So I have these giant XML files (and by giant, I mean like 1.5GB+) and they don't have CRLFs. I'm trying to run a diff-like program to find the differences between these files.
Since I've yet to find a diff program that won't explode due to memory exhaustion, I've decided the best bet was to add CRLFs after closing tags.
I wrote a python script to read char-by-char and add new-lines after '>'. The problem is I'm running this on a single core PC circa-1995 or something ridiculous, and it's only processing about 20MB/hour when I have both converting at the same time.
Any idea if writing this in C#/C/C++ instead will yield any benefits? If not, does anyone know of a diff program that will go byte-by-byte? Thanks.
EDIT:
Here's the code for my processing function...
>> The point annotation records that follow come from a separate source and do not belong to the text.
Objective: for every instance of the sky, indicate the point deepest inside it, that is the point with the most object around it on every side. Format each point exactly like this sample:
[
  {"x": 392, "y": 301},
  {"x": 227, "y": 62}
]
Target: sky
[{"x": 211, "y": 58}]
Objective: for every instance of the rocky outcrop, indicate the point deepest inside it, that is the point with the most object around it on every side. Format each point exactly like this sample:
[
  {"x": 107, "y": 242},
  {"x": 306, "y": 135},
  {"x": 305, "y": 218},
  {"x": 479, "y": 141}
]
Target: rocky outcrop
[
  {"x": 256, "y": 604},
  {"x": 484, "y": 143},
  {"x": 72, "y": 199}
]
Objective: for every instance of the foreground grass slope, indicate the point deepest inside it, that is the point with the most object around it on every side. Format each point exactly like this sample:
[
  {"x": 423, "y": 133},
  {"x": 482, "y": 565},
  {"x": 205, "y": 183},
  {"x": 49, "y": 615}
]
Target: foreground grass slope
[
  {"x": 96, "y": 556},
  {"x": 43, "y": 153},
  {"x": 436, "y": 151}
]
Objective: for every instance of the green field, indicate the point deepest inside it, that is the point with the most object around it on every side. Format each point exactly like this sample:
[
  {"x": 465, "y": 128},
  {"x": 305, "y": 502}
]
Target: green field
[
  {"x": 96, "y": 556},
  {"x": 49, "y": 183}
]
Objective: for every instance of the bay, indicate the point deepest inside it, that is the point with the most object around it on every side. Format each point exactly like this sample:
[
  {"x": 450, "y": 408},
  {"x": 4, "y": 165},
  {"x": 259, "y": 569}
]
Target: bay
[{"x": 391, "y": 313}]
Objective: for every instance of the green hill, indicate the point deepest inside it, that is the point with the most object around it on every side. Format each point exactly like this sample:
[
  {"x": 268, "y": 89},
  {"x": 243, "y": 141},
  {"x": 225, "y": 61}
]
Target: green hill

def read_and_format(inputfile, outputfile):
''' Open input and output files, then read char-by-char and add new lines after ">" '''
infile = codecs.open(inputfile,"r","utf-8")
outfile = codecs.open(outputfile,"w","utf-8")
char = infile.read(1)
while(1):
if char == "":
break
else:
outfile.write(char)
if(char == ">"):
outfile.write("\n")
char = infile.read(1)
infile.close()
outfile.close()
EDIT2: Thanks for the awesome responses. Increaseing the read size created an unbelievable speed increase. Problem solved.